The real star, though, was the chorus: it can always be counted on for robust sound, and its singers really had a ball working up the Druids’ pagan, anti-Christian frenzies.
The cantata by Ralph Vaughan Williams (below) was composed in 1937, reflecting the composer’s disillusioning experience in World War I, and his just apprehensions about what would become World War II.
An admirer of the poetry of Walt Whitman (below) long before American composers began to pay attention to it, Vaughan Williams took three of Whitman’s poems of American Civil War vintage, adding a few other (mostly Scriptural) passages, which he juxtaposed against the Latin text from the Roman Catholic Mass Ordinary, the “Agnus Dei” — especially its repeated words “Dona nobis pacem” or “Give us peace.”
Such a juxtaposition of compassionate poetry against Latin liturgy was made famous by Benjamin Britten, of course, in his acclaimed “War Requiem.” But, in his more compact venture, Vaughan Williams set a bar of expressiveness so high that not even Britten, with all his cleverness and monumentality, could really match.
Indeed, I would place Vaughan Williams’s cantata as one of the supreme examples of anti-war art–matched not by Britten (if by Wilfred Owen’s poetry) but certainly by the crushing Ancient Greek play by Euripides, “The Trojan Women” and perhaps also Pablo Picasso’s painting of mass horror, “Guernica.”
Each of the movements of the cantata carries potent messages of poignancy and protest, while there is even some final (if uncertain) optimism. The score’s centerpiece is the long setting of Whitman’s “Dirge for Two Veterans,” a movement of absolutely shattering anguish amid discredited military posturing. There are few other things like it in the choral literature.

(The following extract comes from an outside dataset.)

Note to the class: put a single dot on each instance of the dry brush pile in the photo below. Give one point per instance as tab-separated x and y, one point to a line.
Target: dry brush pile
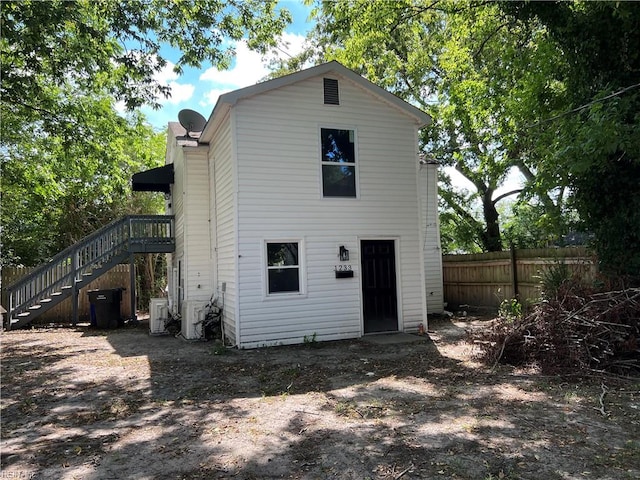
575	330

There are two soloists required for this work. Visiting faculty soprano Elizabeth Hagedorn (below right with Beverly Taylor in the center) was beautifully chilling in the reiterations of the “Dona nobis pacem” motto, while baritone Jordan Wilson (below right) captured the poignancy of Whitman’s “Reconciliation” (at bottom in a YouTube video) a more concise and heart-grabbing predecessor to the culminating Wilfred Owen poem that Britten used in his grander work.
But, again, with stout backing from the orchestra, the chorus was a tower of choral strength, equally forceful in parodistic militarism, in piercing anguish, or in hopeful joy.
Say what you will about the acoustics of Mills Hall in the UW’s Humanities Building, but it is the proper home for a powerful chorus confronting an enthusiastic audience with clarity and presence.
Praise, by the way, for the program booklet, which included all the vocal texts, as well as some excellent program notes. It proved an ideal topping for a rich, but nourishing cake of a concert!